Karin Laub (AP) finds some. Laub notes that an estimated 8,000 Iraqi doctors have fled their country since the start of the illegal war and that 800 have returned. Both figures are flawed. It is over 8,000 and the exit of doctors (male and female) was not just part of the 'brain drain' it was also the result of doctors (especially females) being targeted. 800 is the puppet government's latest figure and is not independently verified. They were saying it was 700 in August. They say whatever they want and no one bothers to verify it. It's also not true that "Doctors are just a tiny group among Iraq's more than 4 million refugees and displaced" because the doctors (and others) who left during the 'brain drain' are not considered refugees, they had the money to start over and left earlier in the illegal war before the sect divisions became as fixed.
As noted last night, one Iraqi died yesterday of cholera.
Also on the medical front, Qatar's Peninsula offers "Iraq moves to curb sales of counterfeit medicines:"
The Ministry of Health recently enforced drug laws in a deadline that largely had been ignored since the ouster of Saddam Hussein in 2003.
Although the laws remained in effect, the invasion and its aftermath led to a vacuum in enforcement while newly opened borders brought counterfeit goods flooding into the country. The government said the deadline was part of an effort to bring Iraq in line with international norms and clean up the burgeoning trade in fake drugs. There are two state-run pharmaceutical factories in Iraq, so 90 percent of the medications used here are imported. Nearly all are made by companies not registered in Iraq and are sold without being tested for efficacy.

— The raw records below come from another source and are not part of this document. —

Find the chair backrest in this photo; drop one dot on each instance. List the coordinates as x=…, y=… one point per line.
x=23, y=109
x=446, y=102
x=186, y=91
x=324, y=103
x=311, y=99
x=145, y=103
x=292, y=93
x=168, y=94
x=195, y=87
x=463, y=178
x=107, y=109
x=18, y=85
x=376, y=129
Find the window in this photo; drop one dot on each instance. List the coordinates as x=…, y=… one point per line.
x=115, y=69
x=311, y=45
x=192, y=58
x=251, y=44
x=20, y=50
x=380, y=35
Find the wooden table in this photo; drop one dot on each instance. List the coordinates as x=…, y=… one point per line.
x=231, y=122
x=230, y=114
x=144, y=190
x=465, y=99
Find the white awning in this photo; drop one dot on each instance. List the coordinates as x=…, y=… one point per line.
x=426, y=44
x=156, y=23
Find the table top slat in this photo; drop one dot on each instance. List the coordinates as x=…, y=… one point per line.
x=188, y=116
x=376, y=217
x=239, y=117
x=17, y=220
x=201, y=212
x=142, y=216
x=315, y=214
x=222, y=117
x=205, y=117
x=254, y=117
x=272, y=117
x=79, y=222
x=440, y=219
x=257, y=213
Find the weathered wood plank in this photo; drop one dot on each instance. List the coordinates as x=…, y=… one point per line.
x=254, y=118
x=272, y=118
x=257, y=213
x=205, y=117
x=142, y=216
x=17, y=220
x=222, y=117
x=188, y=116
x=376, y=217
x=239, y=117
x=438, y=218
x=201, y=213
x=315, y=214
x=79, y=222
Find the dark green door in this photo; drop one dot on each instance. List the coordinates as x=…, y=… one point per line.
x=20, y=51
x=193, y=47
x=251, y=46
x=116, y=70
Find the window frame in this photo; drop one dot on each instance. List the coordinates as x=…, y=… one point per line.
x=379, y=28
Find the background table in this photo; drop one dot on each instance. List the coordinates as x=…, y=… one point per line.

"It's not medicine. It's just boxes, and God knows what's in them," said Adel Muhsin, the Health Ministry's inspector general. The laws requires each drug manufacturer sending products to Iraq to get a stamp of approval from the Health Ministry. Under the stepped-up enforcement, a sample of each imported drug is to be tested for efficacy and approved before going on the market. Teams of inspectors will do spot checks of pharmacies and drug warehouses and step up raids on markets where counterfeit dealers operate.
The plan is to return to the medical topics above in the snapshot today.
On the US presidential race, Ralph Nader is the independent presidential candidate and his running mate is Matt Gonzalez. The Nader - Gonzalez team has set September 20th as their goal to be on the ballots in 45 states and they have already made the ballots in 38 states. That leaves seven to go in six days. Kyle notes this from Team Nader:
The Invisible Man
The revolution will not be televised - but thanks to your help, it will be on youtube. We passed our media fund goal of $100,000 and brought in over $20,000 yesterday alone!